London’s Metropolitan Police said Sunday they were looking into a speech given by an anti-vaccine COVID-19 conspiracy theorist, in which she apparently threatened the country’s medical workers by noting that Nazi doctors and nurses were hanged for their crimes during World War II.
Former nurse Kate Shemirani sparked outrage with her remarks given during an anti-vaccination event attended by thousands in London’s Trafalgar Square on Saturday.
Police said they were examining a video from the event during which Shemirani urged crowds to send her lists of doctors and nurses involved in England’s national COVID-19 vaccination campaign.
“Get their names, email them to me. We have a group of lawyers, we are collating all that,” said Shemirani, who was struck off from practicing as a nurse earlier this year because of the disinformation she has spread.
“At the Nuremberg trials, the doctors and nurses stood trial and they hung,” she said, as the crowd cheered.
She then called on doctors and nurses to “stand with us, the people.”

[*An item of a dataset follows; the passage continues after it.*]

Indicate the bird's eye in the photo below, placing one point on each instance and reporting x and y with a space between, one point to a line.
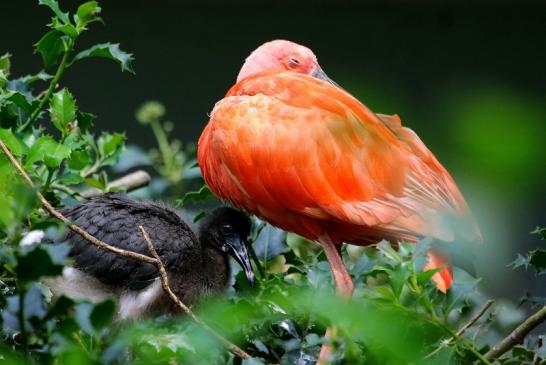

Several of us are keen to report the individual in this video to the Prevent Radical Extremism programme. Might you direct us to the appropriate local contact for Trafalgar Square? https://t.co/4jIfGLqafV
— Trisha Greenhalgh (@trishgreenhalgh) July 24, 2021
“We are aware of a video circulating online showing a speech that occurred during a rally in Trafalgar Square on Saturday 24 July,” a Metropolitan Police spokesman said.
“Officers are carrying out inquiries to establish whether any offenses have been committed. No arrests have been made,” the spokesman said.
The Royal College of Nursing said Shemirani’s comments were “reprehensible and could put nursing staff at risk,” the BBC reported.
London Mayor Sadiq Khan tweeted Saturday, “This is utterly appalling, and I have raised it directly with the Met Police.”
“Our NHS staff are the heroes of this pandemic and Londoners from across this city roundly reject this hate,” the mayor wrote.
In May, Shemirani was suspended from being a nurse by the Nursing and Midwifery Council and then struck off in June for “putting the public at a significant risk of harm during a pandemic.”
At the time, the NMC said she had “been using her status as a registered nurse as a way of promoting her own distorted version of the truth.”
According to the Daily Mail newspaper, Shemirani’s social media accounts have been suspended due to her dissemination of conspiracy theories.
Shemirani has in past said vaccination teams should be called “death squads” and referred to the National Health Service as the “new Auschwitz,” the Mail reported.
On October 24, 2020, Shemirani’s son Sebastian gave an interview to the BBC in which he said he was concerned that his mother’s theories were “dangerous” and could have a negative influence on public health.
One of the first cases in the Nuremberg trials after World War II, during which Nazi officials were tried for their crimes, was on December 9, 1946, when charges were brought against 23 doctors and administrators for participating in war crimes and crimes against humanity.
Sixteen were eventually found guilty and seven were put to death.
Since the start of the coronavirus pandemic, various protest groups around the world have compared local health orders aimed at curbing infections to Nazi practices during the Holocaust.